- Born: Abu'l Fatḥ al-Ḥasan ibn ʿAbd Allāh ibn Aḥmad ibn ʿAbd al-Jabbār ibn al-Ḥaṣīna al-Sulamī 998 Ma'arrat al-Nu'man
- Died: 22 July 1065 Saruj
- Occupation: Poet
- Writing career
- Language: Arabic
- Period: 11th century
- Genres: Panegyric, Romantic, Elegiac
- Notable work: Diwan Ibn Abi Hasina

= Ibn Abi Hasina =

Abu'l Fatḥ al-Ḥasan ibn ʿAbd Allāh ibn Aḥmad ibn ʿAbd al-Jabbār ibn al-Ḥaṣīna al-Sulamī (أبو الفتح الحسن بن عبدالله بن أحمد بن عبدالجبار بن حسينة السلمي) better known as Ibn Abī Ḥaṣīna (also spelled Ibn Abī Ḥuṣayna; 998–22 July 1065), was an 11th-century Arab poet, who specialized in panegyrics. He benefited from the patronage of the Mirdasid dynasty, whose emirs (princes) he frequently praised in his poetry. His works were published as Diwan Ibn Abi Hasina in 1956.

==Biography==
Ibn Abi Hasina was born in Ma'arrat al-Nu'man in 998 and belonged to the Banu Sulaym, a large and geographically widespread Arab tribe, hence his epithet al-Sulamī. He received much of his early education in his hometown, which at the time was a cultural center. In circa 1019, he met Thimal ibn Salih, the son of the Mirdasid leader Salih ibn Mirdas, in the town of al-Rahba. He dedicated a poem to Thimal during that encounter in 1022, which exhibited his poetic skills and attracted the Mirdasids' favor. When the latter established their state in Aleppo in 1024–1025, Ibn Abi Hasina took residence there and came under Mirdasid patronage. He devoted numerous poems praising their virtues and conquests.

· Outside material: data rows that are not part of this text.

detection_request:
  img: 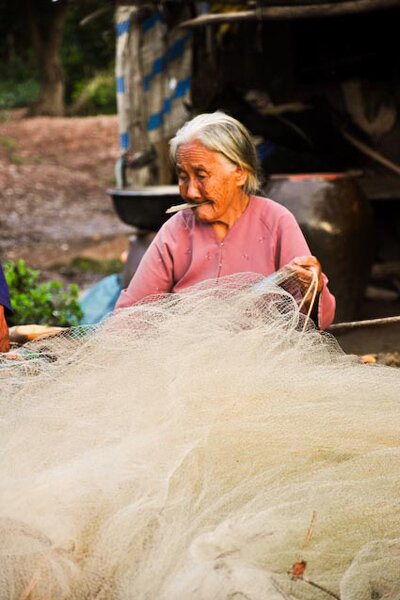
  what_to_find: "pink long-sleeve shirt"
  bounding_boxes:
[116,196,335,329]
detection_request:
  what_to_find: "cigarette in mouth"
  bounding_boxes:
[165,202,208,214]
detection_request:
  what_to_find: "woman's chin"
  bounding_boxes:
[194,204,215,222]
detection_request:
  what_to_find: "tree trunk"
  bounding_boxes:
[24,0,68,116]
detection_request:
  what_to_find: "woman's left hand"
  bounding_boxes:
[0,305,10,352]
[287,256,324,294]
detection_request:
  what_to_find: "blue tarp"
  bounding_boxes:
[79,274,122,325]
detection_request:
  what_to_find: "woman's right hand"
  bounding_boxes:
[0,305,10,352]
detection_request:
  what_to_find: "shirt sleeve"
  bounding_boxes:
[115,222,174,309]
[275,212,336,329]
[0,265,13,314]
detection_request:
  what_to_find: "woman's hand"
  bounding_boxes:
[0,305,10,352]
[287,256,324,300]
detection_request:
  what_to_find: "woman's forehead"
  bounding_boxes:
[176,140,223,167]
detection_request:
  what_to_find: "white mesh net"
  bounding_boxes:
[0,271,400,600]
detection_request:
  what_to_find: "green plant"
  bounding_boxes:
[4,259,83,327]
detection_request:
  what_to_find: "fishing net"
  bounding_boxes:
[0,270,400,600]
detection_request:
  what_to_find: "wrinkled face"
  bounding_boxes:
[176,140,247,223]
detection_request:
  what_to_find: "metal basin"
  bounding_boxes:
[107,185,183,231]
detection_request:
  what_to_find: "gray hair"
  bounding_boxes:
[169,111,259,194]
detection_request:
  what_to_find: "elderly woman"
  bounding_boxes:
[116,112,335,329]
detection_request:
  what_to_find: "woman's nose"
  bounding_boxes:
[185,179,201,200]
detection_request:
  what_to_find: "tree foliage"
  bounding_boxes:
[0,0,115,115]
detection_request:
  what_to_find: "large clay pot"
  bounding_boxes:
[265,173,374,322]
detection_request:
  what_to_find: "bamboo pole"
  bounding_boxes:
[326,315,400,333]
[179,0,400,27]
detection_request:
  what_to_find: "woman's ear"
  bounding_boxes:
[235,165,249,187]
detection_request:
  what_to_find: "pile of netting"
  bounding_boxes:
[0,272,400,600]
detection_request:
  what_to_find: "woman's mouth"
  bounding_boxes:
[165,200,211,214]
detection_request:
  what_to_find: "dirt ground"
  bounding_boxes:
[0,111,400,353]
[0,111,132,283]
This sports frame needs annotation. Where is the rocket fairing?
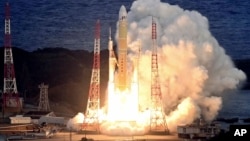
[117,5,127,91]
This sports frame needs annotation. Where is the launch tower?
[83,20,100,131]
[150,18,168,132]
[3,3,22,114]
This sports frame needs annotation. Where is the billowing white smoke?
[67,113,84,131]
[128,0,246,131]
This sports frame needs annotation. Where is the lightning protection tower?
[83,20,100,132]
[150,18,168,132]
[38,83,50,111]
[3,3,22,115]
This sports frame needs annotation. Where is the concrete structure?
[10,115,31,124]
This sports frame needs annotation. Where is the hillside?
[0,47,250,114]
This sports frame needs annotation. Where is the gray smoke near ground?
[125,0,246,131]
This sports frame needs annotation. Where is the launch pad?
[82,5,168,136]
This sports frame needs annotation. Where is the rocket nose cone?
[119,5,127,20]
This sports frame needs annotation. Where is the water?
[0,0,250,59]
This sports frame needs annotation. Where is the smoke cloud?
[127,0,246,131]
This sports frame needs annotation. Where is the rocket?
[108,28,116,82]
[117,5,127,91]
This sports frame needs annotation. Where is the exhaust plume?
[128,0,246,131]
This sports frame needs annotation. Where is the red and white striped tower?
[3,3,21,112]
[84,20,100,131]
[150,18,168,132]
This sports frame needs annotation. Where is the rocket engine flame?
[127,0,246,131]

In 1045, Ibn Abi Hasina was sent by Thimal, then emir of Aleppo, to Cairo on a diplomatic mission to the Fatimid caliph, al-Mustansir. Ibn Abi Hasina wrote al-Mustansir a panegyric and was granted a noble title, making him an amir (prince). He later visited Damascus and wrote poems praising its beauty and dedicating a eulogy to the city's qadi (head Islamic judge), Hamza ibn al-Husayn. Throughout his life, Ibn Abi Hasina remained loyal to the Mirdasids. He died in Saruj on 22 July 1065.

==Poetry==
Ibn Abi Hasina specialized in the panegyric, which accounted for most of his literary work. According to historian J. Rikabi, Ibn Abi Hasina "was distinguished by the quality of his language, his themes remaining the traditional ones". In his panegyrics to the Mirdasid emirs, he extolled their generosity, bravery, martial skills and noble ancestry, all virtues honored in Bedouin culture. However, he also wrote romantic and elegiac poetry. He often sent his poetry to his contemporary and hometown friend, al-Ma'arri, for the latter's commentary. Ibn Abi Hasina's diwan (poetry collection) was published in Damascus in 1956 by Muhammad As'ad Talas. The diwan consisted of two volumes, the first containing Ibn Abi Hasina's poems, the second containing commentary by al-Ma'arri. Among the poems attributed to Ibn Abi Hasina is the following verse:
When we stopped to say a mutual farewell,
and whilst her heart and mine were overflowing with passion and with love,
she wept liquid pearls;
my eyelids let fall cornelians,
and both formed a necklace on her bosom.
— Excerpt from a love poem attributed by historian Ibn Khallikan (d. 1282) to Ibn Abi Hasina, whom he describes as a "poet of some reputation".